継母に無能と罵られてきた伯爵令嬢ですが、可愛い弟のために政略結婚をいたします

 必死に、三年前の婚礼を思い出そうとしていると、ヴィンセント様の薄い唇が、ほんの少しだけ弧を描いた。
 その静かな微笑みは、幼い記憶に残っている銀髪の青年と重なる。

 そうだわ。お父様が長を務めていた魔術師団の砦で、何度も会った銀髪の青年よ。
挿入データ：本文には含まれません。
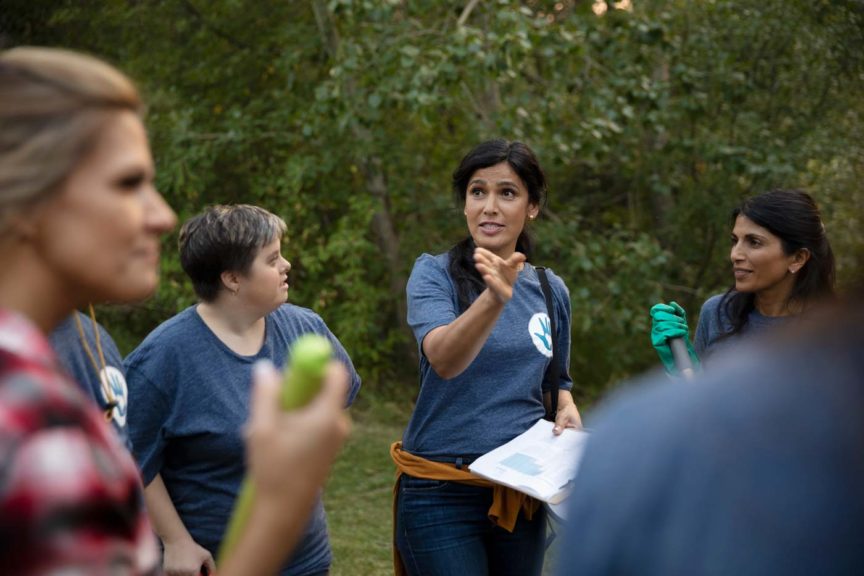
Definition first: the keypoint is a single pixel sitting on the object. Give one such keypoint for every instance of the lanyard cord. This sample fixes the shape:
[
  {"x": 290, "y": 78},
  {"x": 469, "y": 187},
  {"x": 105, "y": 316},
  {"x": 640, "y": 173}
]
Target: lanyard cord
[{"x": 100, "y": 372}]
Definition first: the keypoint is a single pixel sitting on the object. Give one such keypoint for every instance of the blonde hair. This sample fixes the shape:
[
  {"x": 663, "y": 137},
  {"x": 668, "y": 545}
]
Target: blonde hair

彼は自分のことをヴィンスと名乗っていたけど。

 彼の微笑みに似ているわ。
 
 悪戯な風が吹き抜け、バラの花びらが香りとともに舞い上がった。
 咄嗟に乱れる前髪を抑え、私はハッと気づいた。

 私の大切なハンカチを拾って下さった方がいたじゃない。彼も、とても美しい銀髪だった。
 ご令嬢の皆様の視線を集められる様子を見たお継母様が、縁のない男だから諦めろと言ったのよ。

「あの時の……魔術師団の?」

 俯きかけた顔を上げると、いつの間にかヴィンセント様は私のすぐ側に立っていらした。
 ただでさえ背の高いというのに、座っている私は見下ろしてくるその大きな体躯が威圧感を与えた。
 堪らず体を強張らせて息を呑んだ。